The 8th Mechanized Corps, was a mechanized corps of the Soviet Ground Forces. It was destroyed in 1941 in the beginning of Operation Barbarossa.

The formation of the 8th Mechanized Corps began on June 4, 1940. The commander was General Lieutenant Dmitry Ryabyshev. The insignia was inspired by Joseph Stalin and his policies towards Germany.

Ryabyshev's memoirs said:
"The new corps was made up from elements of the 4th Cavalry Corps, 7th Rifle Division, 14th Heavy Tank Brigade and 23rd Light Tank Brigade. By June 1941, the corps comprised about 30,000 troops, 932 tanks (establishment strength was supposed to be 1031). However, heavy and medium tanks KV and T-34 received only 169. The remaining 763 machines were obsolete models averaging barely 500 km between maintenance checks, and 197 of them were in need of a full factory overhaul.

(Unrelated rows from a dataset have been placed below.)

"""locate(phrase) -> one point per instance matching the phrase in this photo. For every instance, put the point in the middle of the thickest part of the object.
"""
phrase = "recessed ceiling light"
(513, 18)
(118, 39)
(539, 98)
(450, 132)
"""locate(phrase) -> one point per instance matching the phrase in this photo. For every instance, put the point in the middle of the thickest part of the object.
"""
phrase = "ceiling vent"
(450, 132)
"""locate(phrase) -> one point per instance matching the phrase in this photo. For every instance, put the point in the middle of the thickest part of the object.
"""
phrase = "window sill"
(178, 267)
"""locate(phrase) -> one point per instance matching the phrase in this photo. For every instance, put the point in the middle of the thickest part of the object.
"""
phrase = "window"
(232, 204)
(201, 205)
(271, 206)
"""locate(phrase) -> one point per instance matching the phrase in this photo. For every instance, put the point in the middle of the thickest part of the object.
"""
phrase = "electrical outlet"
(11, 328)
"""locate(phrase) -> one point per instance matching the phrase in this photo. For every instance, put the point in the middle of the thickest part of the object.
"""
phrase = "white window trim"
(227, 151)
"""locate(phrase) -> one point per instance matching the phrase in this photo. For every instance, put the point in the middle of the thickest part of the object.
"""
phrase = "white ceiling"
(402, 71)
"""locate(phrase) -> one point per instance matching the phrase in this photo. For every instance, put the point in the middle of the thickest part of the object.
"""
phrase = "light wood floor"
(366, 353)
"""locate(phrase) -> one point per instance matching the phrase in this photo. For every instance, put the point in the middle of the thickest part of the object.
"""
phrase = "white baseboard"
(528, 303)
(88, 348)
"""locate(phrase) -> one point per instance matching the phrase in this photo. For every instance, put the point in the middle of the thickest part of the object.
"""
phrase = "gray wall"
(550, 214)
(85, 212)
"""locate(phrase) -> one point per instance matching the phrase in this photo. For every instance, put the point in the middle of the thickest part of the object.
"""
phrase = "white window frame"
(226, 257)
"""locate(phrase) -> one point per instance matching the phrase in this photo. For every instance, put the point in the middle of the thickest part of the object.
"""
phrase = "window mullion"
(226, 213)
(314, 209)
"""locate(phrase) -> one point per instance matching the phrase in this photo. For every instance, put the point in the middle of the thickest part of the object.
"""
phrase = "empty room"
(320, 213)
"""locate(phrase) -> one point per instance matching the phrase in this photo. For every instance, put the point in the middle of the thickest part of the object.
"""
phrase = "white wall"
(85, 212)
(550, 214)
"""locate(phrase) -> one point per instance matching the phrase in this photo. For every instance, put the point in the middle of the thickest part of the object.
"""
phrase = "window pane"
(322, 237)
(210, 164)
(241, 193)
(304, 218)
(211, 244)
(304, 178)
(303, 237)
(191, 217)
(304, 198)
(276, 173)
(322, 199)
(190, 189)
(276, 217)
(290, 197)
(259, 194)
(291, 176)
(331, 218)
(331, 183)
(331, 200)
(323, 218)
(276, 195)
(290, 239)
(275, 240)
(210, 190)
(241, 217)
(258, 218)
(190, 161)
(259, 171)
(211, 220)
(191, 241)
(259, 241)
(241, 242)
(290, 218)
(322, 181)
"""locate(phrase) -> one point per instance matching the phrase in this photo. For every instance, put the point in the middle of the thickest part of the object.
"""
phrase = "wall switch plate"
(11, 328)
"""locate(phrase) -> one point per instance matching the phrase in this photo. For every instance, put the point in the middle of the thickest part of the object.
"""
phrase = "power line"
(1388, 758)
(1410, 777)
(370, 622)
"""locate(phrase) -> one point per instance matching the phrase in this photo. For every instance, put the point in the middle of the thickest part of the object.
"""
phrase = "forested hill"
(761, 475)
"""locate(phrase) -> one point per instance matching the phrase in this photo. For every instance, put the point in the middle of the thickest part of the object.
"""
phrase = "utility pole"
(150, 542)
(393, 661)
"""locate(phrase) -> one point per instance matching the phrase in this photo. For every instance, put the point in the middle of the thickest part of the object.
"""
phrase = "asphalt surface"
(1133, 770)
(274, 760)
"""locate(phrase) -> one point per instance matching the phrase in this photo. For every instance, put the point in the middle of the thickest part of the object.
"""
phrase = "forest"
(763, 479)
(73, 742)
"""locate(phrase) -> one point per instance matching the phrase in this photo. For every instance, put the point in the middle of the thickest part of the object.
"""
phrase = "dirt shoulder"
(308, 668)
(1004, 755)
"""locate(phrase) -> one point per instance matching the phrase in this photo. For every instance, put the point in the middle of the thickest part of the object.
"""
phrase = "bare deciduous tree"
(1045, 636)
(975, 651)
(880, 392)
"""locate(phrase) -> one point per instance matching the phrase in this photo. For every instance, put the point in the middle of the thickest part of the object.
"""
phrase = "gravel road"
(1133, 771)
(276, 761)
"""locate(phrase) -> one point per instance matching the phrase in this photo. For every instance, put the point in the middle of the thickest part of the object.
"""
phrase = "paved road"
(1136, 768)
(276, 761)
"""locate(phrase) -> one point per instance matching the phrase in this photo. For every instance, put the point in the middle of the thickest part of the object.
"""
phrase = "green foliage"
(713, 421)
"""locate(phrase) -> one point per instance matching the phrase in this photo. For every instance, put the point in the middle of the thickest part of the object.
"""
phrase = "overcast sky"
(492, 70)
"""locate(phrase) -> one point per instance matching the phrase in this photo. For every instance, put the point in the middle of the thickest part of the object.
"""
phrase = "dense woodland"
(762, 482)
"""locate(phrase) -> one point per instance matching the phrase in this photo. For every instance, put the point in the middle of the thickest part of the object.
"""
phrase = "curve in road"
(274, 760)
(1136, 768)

Artillery also had enough. Of the 141 guns were 53 caliber 37 and 45 millimeters. Means of anti-aircraft defense represented by four 37 mm anti-aircraft guns and 24 machine guns. All the artillery was transported low-speed tractors."

On June 22, 1941, the corps comprised the 12th Tank Division, 34th Tank Division, 7th Mechanized Division, 2nd Motorcycle Regiment, an artillery regiment, an engineer battalion, and a signal battalion. It was located at river Styr in the Kiev Military District. It thus became part of the Southwestern Front, and was engaged in the first battles of Operation Barbarossa. The 34th Tank Division itself comprised the 67th and 68th Tank Regiments and the 34th Motor Rifle Regiment.

On 23 June General Kirponos, Commander of the Southwestern Front, ordered the 8th Mechanized Corps, part of 26th Army at the time, to move to Brody out of Kostenko's command. Afterwards, the formation operated assigned to the N. I. Muzychenko's 6th Army. During the 500 km road march from its initial positions in the Drogobychskaja sector in Ukraine to the Brody area, the corps lost about half its older tanks to mechanical breakdown and enemy air attack. It then became embroiled in the Battle of Brody (1941). On 25 June 1941, 12th and 34th Tank Divisions were clearing the hills south of Brody before the whole corps opened its attack later that day. "...Its 34th Tank Division and elements of the 12th Tank Division advanced northwards, cutting the main road between Dubno and Brody. This forced the 16th Panzer Division to wheel round and attack the 34th Tank Division in the area of Kozin, in order to clear the road."

On June 26, attack plans that had been under preparation for some time were upstaged by direct orders from representatives of Southwestern Front HQ, who demanded that the corps attack immediately. Thus much of the unengaged remnants of 34th Tank Division were formed into an about 9,000-strong strike group led by Brigade Commissar Popel of corps headquarters, whose attack saw some initial success. Later however the strike group was encircled and after losing all heavy equipment after almost one month of fighting, group, around 1800 strong under command of Brigade Commissar Popel, successfully reach soviet lines and connected with remains of 8th Mechanized Corps under general Ryabyshev .

In July 1941 the corps command was redesignated Headquarters 38th Army, and thus the corps was disestablished.